Francisco Goya, Sabba

Another subsequent dream is linked to another famous work by Musorgsky, Night on Bald Mountain: a symphonic poem that the young composer created in 1867 and which later became famous in the adaptation of Rimsky-Korsakov, after the death of friend and, as you know, "sweetening" the major harmonic and timbric harshnesses that the composer had created with his irrepressible imagination and beyond any academic rule.. Musorgsky himself had taken up his extraordinary poem to insert it as a choral page in his unfinished play, The Fair of Sorocynci of 1880, with the title The dream of the young peasant. A dream, therefore, already in the composer's fervent imagination: the dream of a young shepherd who evokes the satanic round of the witches and then awakens to the sound of a liberating bell. Dreams express "our unconscious world, where, according to Freud, fear, anguish, but also desires, fantasies, ambitions, joys and hopes linger." Above all, it is necessary to remember that "In the unconscious there are no verbal expressions, but there are other languages: those of posture, facial expression, tone of voice, love or hate. Symbolic and metaphorical languages" (pp.115-116). And what better than music can express and evoke all this? Here then the dream of shepherd Gricko becomes a "dream of transformation", in which "both the dream language and the musical one touch the deepest and most delicate strings of our subconscious" (p. 121). Therefore, "in the dream we manage to express the highest levels of our creativity. It is no coincidence that many pictorial, musical, literary and artistic masterpieces were born from dreams" (p.120).

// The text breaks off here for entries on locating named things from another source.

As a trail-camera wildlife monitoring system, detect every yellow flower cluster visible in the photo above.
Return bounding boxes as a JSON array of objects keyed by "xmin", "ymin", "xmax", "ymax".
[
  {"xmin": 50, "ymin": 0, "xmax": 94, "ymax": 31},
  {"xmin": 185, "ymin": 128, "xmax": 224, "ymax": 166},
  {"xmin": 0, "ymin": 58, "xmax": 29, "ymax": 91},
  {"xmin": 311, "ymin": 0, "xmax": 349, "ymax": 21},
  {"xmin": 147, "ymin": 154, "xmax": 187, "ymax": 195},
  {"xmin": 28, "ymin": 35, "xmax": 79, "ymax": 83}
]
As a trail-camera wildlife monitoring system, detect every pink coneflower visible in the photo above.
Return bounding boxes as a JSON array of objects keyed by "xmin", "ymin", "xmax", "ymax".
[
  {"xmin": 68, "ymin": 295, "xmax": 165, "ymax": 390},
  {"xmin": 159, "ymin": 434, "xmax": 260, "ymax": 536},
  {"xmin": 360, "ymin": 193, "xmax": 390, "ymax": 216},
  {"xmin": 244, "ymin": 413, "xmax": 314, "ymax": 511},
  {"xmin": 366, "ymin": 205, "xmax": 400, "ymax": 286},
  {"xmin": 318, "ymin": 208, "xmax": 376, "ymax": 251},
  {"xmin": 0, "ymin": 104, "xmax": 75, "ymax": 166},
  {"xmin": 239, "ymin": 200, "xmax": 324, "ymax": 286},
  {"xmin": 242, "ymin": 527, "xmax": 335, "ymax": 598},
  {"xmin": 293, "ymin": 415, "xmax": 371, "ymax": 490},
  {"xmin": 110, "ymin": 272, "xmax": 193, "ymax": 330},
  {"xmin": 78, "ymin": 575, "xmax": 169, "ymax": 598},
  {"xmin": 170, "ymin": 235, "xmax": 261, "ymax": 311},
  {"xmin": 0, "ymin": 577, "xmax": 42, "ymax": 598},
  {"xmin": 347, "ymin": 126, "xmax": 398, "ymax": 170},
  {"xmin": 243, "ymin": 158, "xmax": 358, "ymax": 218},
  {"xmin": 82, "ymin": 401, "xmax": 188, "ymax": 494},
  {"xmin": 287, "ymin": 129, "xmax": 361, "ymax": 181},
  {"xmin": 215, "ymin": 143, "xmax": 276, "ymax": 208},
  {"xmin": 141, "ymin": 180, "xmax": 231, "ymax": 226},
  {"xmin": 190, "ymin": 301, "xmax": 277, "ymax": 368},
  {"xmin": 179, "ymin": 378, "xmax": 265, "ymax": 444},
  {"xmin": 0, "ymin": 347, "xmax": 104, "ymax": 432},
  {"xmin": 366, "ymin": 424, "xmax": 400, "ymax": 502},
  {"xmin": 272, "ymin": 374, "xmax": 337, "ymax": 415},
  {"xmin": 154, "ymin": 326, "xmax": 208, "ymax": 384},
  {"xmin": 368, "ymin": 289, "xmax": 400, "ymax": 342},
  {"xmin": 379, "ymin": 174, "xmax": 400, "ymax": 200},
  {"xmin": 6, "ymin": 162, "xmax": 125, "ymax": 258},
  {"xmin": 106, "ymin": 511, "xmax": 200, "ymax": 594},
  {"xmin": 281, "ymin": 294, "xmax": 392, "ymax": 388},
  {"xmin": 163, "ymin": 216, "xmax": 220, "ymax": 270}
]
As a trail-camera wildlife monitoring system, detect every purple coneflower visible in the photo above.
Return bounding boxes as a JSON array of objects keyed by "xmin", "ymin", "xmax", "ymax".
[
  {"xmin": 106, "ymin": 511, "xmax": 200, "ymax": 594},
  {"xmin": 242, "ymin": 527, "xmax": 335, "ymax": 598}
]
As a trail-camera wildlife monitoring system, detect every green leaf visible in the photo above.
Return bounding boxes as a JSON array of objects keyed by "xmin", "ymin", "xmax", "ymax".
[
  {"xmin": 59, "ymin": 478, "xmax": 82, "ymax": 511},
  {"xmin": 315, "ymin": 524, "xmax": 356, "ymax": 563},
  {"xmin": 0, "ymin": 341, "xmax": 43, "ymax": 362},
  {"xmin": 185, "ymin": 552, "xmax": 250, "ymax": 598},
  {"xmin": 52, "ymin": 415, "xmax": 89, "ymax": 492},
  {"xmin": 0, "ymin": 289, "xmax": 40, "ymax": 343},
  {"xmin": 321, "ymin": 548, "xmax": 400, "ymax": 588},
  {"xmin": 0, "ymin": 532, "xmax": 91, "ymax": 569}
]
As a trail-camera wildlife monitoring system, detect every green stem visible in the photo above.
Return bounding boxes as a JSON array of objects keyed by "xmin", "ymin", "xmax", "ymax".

In conclusion, the Author teaches us that the therapeutic experience, or even self-therapeutic, can truly heal our wounds, it is a "path within ourselves" (p. 102): "My emotions were transforming, they were coming out of the swamps of inertia and rushing towards life ... New life ... I felt stronger and more determined myself. I was beginning to feel that I had weapons inside me that I would need to fight life's adversities and difficulties" (p.95)."From the most atrocious and profound pains, to the joie de vivre that often arises from suffering. And it is perhaps in these extraordinary transformations that the secret of inner peace lurks" (p.122). With the fundamental help of music, great music, for example the extraordinary one of that suffering, unpredictable genius, out of any rational logic (just as our dreams seem to us), truly dreamlike, which was Modest Musorgsky.